Which nerves in the groin are potentially at risk for damage?


The risk of nerve damage during inguinal hernia repair that may have any serious consequences is low. The named nerves encountered in an open anterior inguinal herniorrhaphy are the ilio-inguinal, the genital branch of the genitofemoral nerve and the ileo-hypogastric. These are skin sensory nerves that do not effect sexual function. Injury to any of these nerves causes patches of numbness in the groin and upper inner thigh. This numbness does however eventually go away as the nerves grow back over a long period of time. The femoral nerve is also in the vicinity below the inguinal ligament and lateral to the femoral artery. Injury to the femoral nerve is rare and I have never seen such an injury.
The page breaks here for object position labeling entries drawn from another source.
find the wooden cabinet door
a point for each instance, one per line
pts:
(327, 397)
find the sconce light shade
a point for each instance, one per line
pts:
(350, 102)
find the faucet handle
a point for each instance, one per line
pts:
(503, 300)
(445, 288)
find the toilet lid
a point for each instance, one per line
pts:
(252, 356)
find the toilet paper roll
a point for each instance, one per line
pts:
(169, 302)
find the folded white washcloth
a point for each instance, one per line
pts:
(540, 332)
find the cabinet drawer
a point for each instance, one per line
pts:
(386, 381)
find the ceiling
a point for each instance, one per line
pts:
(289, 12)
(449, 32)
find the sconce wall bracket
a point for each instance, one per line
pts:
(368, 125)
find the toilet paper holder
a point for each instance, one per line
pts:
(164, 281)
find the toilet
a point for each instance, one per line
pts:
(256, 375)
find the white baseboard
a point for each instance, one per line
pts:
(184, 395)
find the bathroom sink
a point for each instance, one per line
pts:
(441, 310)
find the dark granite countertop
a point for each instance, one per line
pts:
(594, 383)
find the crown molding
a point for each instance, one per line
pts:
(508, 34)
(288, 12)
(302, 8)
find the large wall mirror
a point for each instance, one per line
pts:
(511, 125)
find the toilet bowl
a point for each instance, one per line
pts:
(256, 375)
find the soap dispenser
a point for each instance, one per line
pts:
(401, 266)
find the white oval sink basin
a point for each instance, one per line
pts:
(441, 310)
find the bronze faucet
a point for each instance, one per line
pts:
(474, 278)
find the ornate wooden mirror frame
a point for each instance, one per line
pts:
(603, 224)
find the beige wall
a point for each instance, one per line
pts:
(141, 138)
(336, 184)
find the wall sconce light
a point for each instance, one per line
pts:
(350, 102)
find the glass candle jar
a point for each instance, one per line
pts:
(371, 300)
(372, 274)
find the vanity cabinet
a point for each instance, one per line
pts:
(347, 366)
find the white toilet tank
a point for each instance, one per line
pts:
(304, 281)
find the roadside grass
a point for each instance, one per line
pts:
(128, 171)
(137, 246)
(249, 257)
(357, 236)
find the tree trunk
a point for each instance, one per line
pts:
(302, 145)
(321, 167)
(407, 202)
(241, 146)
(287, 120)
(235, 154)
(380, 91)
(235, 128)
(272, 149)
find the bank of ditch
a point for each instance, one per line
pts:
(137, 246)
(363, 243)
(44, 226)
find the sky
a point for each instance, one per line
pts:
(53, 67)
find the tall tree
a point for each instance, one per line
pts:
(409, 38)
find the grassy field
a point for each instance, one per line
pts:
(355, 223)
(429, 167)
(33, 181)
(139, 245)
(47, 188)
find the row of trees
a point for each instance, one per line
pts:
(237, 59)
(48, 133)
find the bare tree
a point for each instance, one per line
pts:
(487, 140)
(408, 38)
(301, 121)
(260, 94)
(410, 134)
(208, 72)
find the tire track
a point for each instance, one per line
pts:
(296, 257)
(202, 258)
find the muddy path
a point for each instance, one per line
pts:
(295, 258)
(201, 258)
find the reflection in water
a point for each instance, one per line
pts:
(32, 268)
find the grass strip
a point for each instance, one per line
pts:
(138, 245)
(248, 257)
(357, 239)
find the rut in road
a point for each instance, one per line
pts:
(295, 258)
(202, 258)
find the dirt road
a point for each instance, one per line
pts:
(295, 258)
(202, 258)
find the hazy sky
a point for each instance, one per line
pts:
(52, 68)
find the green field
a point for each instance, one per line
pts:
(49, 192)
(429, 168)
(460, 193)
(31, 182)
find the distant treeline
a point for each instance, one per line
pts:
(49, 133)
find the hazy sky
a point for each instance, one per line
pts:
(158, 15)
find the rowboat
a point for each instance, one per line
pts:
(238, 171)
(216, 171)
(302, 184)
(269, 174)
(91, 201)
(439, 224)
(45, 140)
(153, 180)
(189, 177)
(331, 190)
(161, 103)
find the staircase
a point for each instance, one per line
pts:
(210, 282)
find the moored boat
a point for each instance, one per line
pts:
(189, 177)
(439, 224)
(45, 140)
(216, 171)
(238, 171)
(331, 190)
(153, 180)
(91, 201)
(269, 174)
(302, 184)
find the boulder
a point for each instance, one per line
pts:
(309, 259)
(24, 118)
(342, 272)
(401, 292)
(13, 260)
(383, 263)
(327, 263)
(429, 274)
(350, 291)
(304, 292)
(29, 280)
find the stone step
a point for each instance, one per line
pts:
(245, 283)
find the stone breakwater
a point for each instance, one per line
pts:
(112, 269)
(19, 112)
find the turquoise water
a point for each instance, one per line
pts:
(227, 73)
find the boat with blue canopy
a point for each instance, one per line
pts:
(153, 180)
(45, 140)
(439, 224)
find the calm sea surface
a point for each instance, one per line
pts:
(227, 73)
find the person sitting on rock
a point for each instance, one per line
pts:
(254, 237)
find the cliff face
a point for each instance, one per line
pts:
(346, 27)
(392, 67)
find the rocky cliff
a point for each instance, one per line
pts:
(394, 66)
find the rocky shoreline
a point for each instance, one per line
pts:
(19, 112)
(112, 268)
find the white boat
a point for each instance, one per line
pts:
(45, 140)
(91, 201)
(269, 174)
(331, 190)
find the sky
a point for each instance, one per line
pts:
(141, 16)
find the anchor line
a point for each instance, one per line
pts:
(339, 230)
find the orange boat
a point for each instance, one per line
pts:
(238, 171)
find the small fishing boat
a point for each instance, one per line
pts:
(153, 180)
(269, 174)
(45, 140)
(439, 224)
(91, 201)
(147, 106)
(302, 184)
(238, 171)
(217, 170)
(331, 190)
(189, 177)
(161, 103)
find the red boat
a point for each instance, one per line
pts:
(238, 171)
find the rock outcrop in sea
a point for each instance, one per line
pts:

One great misunderstanding about the role of nerves in chronic pain related to hernia mesh is that some how the nerves can be avoided. The named nerve branches, such as the three named above branch, and branch and rebranch into a very fine network of microscopic nerve fibers that have pain receptors called nociceptors covering virtually every square centimeter of the groin. It is not possible to avoid pain receptors when mesh is plastered into the groin.

Some surgeons advocate dissecting and retracting nerves out of the repair field. I simply identify and avoid named branches without dissecting. It is impossible to totally prevent nerve involvement in mesh. Some mesh hernia surgeons are advocating triple neurectomy at the time of mesh hernia repair. In pure tissue repairs it is very easy to avoid named branches.

Mesh causes chronic inflammation in a wide field which stimulates pain receptors. Pure tissue repairs do not cause chronic inflammation.